2.6 KiB
2.6 KiB
name, description
| name | description |
|---|---|
| structural-analysis | Solid mechanics analysis for parts and assemblies under static loads. Use this skill whenever the user asks for stress, strain, deflection, stiffness, load paths, or structural adequacy checks for mechanical components, even if geometry is incomplete. |
Structural Analysis
Objective
Deliver senior-level mechanical engineering support for this domain with transparent assumptions, standards-aware reasoning, and decision-oriented outputs.
Focus
evaluate stresses, strains, and stiffness under real load cases.
Required Inputs
Collect and state these inputs before final recommendations:
- Functional objective and acceptance criteria.
- Geometry, interfaces, and boundary conditions.
- Load cases and duty cycle (magnitude, direction, duration, repetitions).
- Material state, manufacturing route, and environment (temperature, corrosion, contamination).

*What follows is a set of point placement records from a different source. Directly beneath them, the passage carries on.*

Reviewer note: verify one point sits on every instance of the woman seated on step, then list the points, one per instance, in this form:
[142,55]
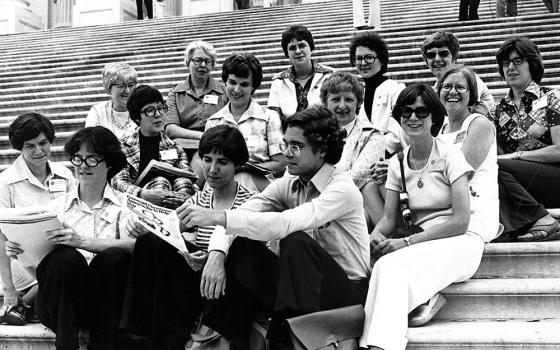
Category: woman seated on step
[149,142]
[446,248]
[364,145]
[32,179]
[261,127]
[119,79]
[82,281]
[298,87]
[175,287]
[527,122]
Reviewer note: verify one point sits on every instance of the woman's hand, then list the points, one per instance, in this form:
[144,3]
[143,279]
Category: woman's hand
[213,281]
[13,249]
[195,260]
[66,236]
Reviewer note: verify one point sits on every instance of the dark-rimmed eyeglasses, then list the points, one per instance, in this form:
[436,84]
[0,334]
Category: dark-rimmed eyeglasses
[293,150]
[151,111]
[517,61]
[432,54]
[420,112]
[91,161]
[366,58]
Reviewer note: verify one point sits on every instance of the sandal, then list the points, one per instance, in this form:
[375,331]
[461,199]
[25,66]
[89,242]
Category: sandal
[542,233]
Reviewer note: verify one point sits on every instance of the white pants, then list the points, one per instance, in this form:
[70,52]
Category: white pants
[402,280]
[374,14]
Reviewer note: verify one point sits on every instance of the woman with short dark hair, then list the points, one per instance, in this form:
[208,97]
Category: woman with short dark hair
[298,87]
[527,122]
[81,282]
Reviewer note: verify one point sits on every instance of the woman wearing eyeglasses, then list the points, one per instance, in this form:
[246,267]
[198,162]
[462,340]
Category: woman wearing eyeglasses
[149,142]
[409,271]
[527,122]
[298,87]
[119,79]
[82,281]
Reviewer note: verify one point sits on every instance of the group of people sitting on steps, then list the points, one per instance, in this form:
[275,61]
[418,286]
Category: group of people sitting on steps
[374,193]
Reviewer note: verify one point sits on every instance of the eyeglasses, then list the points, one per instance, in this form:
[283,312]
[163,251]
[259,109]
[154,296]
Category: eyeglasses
[293,150]
[459,88]
[151,111]
[420,112]
[366,58]
[131,85]
[517,61]
[431,54]
[198,61]
[90,161]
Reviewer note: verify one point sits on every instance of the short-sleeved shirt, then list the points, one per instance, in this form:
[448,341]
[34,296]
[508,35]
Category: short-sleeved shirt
[431,203]
[107,219]
[260,127]
[204,199]
[527,128]
[190,110]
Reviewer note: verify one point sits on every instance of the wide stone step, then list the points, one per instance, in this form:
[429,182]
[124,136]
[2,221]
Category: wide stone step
[502,299]
[485,336]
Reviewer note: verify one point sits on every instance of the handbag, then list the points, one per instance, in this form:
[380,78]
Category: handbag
[332,329]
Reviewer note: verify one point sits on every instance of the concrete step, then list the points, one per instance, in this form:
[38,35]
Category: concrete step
[485,336]
[502,299]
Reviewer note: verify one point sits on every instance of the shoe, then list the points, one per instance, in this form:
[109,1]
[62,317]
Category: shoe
[425,312]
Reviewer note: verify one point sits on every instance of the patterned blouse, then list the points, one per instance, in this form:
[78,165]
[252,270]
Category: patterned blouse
[527,128]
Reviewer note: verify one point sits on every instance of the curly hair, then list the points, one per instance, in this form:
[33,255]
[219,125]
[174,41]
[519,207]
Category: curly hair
[102,141]
[242,65]
[408,97]
[28,126]
[373,42]
[528,50]
[321,130]
[441,39]
[343,81]
[297,32]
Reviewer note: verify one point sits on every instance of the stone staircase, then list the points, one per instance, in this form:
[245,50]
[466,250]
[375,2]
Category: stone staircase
[513,302]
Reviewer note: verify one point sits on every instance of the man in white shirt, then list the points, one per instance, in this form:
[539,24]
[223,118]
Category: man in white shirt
[316,211]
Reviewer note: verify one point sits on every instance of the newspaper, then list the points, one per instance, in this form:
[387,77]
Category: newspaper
[27,227]
[162,222]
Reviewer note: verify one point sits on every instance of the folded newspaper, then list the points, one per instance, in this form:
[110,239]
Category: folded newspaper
[27,227]
[162,222]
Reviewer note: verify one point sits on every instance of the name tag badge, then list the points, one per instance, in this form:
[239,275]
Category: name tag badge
[169,154]
[210,99]
[57,185]
[540,103]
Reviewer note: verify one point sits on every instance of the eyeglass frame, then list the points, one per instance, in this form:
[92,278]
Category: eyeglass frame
[85,160]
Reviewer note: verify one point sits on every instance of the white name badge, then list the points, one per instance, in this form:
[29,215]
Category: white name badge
[57,185]
[210,99]
[169,154]
[540,103]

- Applicable standards, customer constraints, and safety expectations.
If data is missing, proceed with bounded assumptions and clearly mark uncertainty impact.
Workflow
- Frame the engineering question and define pass/fail metrics.
- Build a first-principles model and choose methods suitable for the available fidelity.
- Cross-check with standards, supplier datasheets, and recognized references.
- Compare at least two options when tradeoffs are relevant.
- Quantify margins, sensitivities, and residual risks.
- Conclude with a practical recommendation and next validation step.
Specialized Checks
Prioritize these checks in the analysis:
- equilibrium and boundary conditions
- stress concentration handling
- deflection/serviceability limits
Sources Priority
Use and cite sources in this order:
- Binding standards/codes and contractual requirements.
- OEM or supplier technical documentation.
- Peer-reviewed literature and recognized handbooks.
- Internal lessons learned and field evidence.
When sources disagree, explain which source controls the decision and why.
Output Format
ALWAYS use this structure:
Engineering Response
1. Problem Framing
2. Inputs And Assumptions
3. Analysis And Checks
4. Design Options And Tradeoffs
5. Risks, Failure Modes, And Mitigations
6. Recommendation And Next Actions
7. Sources Consulted
Quality Gates
Before finalizing, verify all of the following:
- SI units are consistent and conversions are explicit.
- At least one sanity check exists (order-of-magnitude or handbook benchmark).
- Utilization, margin, or safety factor is reported where applicable.
- Limitations and confidence level are stated.
- Cases requiring human expert sign-off or physical testing are clearly flagged.